LITTLE ROCK, Arkansas — Near Arkansas' state Capitol, a billboard erected by opponents of a ballot measure to legalize alcohol sales statewide doesn't warn voters about potential dangers of expanded drinking. Instead, it tells them to vote to "keep tax dollars here."
The sign shows the dilemma opponents of the alcohol measure face as they near the November election: How do you win support from voters in a state where beer, wine and liquor are no longer viewed as taboo? The answer is to make the fight about the economy and local control, not one casting alcohol as the villain.
With church groups and other traditional foes of alcohol sales taking a lower-key approach, the fight against the proposed constitutional amendment to do away with the state's "dry" counties has instead fallen upon a group financed partly by liquor stores. The group is trying to connect with voters who may not have a moral objection to drinking.
The chairman of Citizens for Local Rights says its billboard arguing the measure will hurt wet counties is a small part of its larger case against the amendment. By making all 75 of the state's counties wet, he argues, the proposal is taking away the rights of citizens to decide whether to live in counties where alcohol sales are legal.
"This amendment really doesn't have as much to do about alcohol as it does in setting a dangerous precedent regarding local rights," said Brian Richardson, chairman of Citizens for Local Rights, the group campaigning against the measure. "That's something people are responding to passionately."

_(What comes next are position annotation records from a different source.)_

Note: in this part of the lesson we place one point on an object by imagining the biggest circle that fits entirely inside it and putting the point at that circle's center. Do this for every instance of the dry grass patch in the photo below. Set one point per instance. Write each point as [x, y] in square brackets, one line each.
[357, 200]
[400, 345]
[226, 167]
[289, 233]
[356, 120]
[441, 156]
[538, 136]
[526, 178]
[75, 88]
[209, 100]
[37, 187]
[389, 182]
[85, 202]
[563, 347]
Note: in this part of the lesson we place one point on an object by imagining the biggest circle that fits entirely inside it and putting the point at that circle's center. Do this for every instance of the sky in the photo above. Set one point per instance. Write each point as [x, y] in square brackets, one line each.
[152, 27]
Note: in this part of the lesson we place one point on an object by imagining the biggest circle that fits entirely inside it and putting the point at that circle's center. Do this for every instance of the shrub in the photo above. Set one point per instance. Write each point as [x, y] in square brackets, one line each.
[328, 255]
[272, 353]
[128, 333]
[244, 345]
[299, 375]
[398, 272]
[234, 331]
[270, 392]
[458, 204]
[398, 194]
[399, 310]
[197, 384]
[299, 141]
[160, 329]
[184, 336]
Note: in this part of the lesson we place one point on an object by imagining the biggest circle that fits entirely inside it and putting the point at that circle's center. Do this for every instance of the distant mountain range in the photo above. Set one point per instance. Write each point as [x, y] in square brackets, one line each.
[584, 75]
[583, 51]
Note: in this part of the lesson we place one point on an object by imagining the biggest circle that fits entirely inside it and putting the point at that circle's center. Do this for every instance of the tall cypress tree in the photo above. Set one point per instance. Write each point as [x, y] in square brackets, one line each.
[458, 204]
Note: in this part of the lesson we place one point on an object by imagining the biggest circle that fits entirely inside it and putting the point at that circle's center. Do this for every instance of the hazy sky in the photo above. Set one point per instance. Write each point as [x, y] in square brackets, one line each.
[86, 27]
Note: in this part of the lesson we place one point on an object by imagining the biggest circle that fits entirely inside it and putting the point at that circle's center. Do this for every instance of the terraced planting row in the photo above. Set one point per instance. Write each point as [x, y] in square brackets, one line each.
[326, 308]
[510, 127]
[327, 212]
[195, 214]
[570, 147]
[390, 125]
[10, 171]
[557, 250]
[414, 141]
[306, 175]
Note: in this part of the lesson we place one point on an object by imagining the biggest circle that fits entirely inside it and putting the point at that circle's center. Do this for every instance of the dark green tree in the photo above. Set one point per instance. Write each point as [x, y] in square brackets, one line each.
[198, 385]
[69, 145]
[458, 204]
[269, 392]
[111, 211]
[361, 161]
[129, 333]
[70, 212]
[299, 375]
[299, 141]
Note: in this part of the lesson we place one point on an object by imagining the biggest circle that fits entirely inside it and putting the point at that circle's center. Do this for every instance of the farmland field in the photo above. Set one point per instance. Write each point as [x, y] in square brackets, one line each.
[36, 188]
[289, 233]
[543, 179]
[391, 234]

It's also something that may appeal more widely in a state where alcohol is more than widely available in half the counties. Thirty-seven of Arkansas' 75 counties are currently "dry," meaning the sale of alcoholic beverages is prohibited, except under certain laws, such as those allowing for private clubs.
While Richardson's group is readying a full-scale campaign that will include radio and television spots, he's also fighting the measure on the legal front with a lawsuit before the state Supreme Court. The lawsuit is trying to get the proposal kicked off the November ballot, arguing the state used the wrong deadline in accepting petitions.
Supporters of expanded alcohol sales say they welcome the economic argument and argue there's a danger of the group's tax argument backfiring. David Couch, head of Let Arkansas Decide, said the sign warning of a loss in tax revenue to wet counties shows dry counties what they're missing by not legalizing alcohol.
"(Liquor stores) don't want to lose their monopoly," Couch said. "All of the other counties want to be involved in the impact it will have."
The proposal also faces a more low-profile campaign from conservative Christian groups that have traditionally resisted efforts to legalize alcohol sales in dry counties. The Family Council said it will be forming a committee to oppose the measure, but doesn't plan to take the lead on the effort.
The Arkansas Faith and Ethics Council is focusing on its grassroots network among churches around the state to rally opposition to the expanded alcohol measure, said Director Larry Page. The group is also embracing the local control argument as something that will speak to a wider audience than a strictly anti-alcohol campaign.
"Our point is the argument for local control is something that could appeal to a drinker in a wet county if he just stops and thinks about it," Page said.
Couch, however, says the obstacles put up for groups trying to legalize alcohol sales in counties undermine that argument. Calling a local option election on alcohol sales requires signatures from 38 percent of a county's registered voters, a bar that makes such a vote nearly impossible, he says.
"Local option is really no option," he said.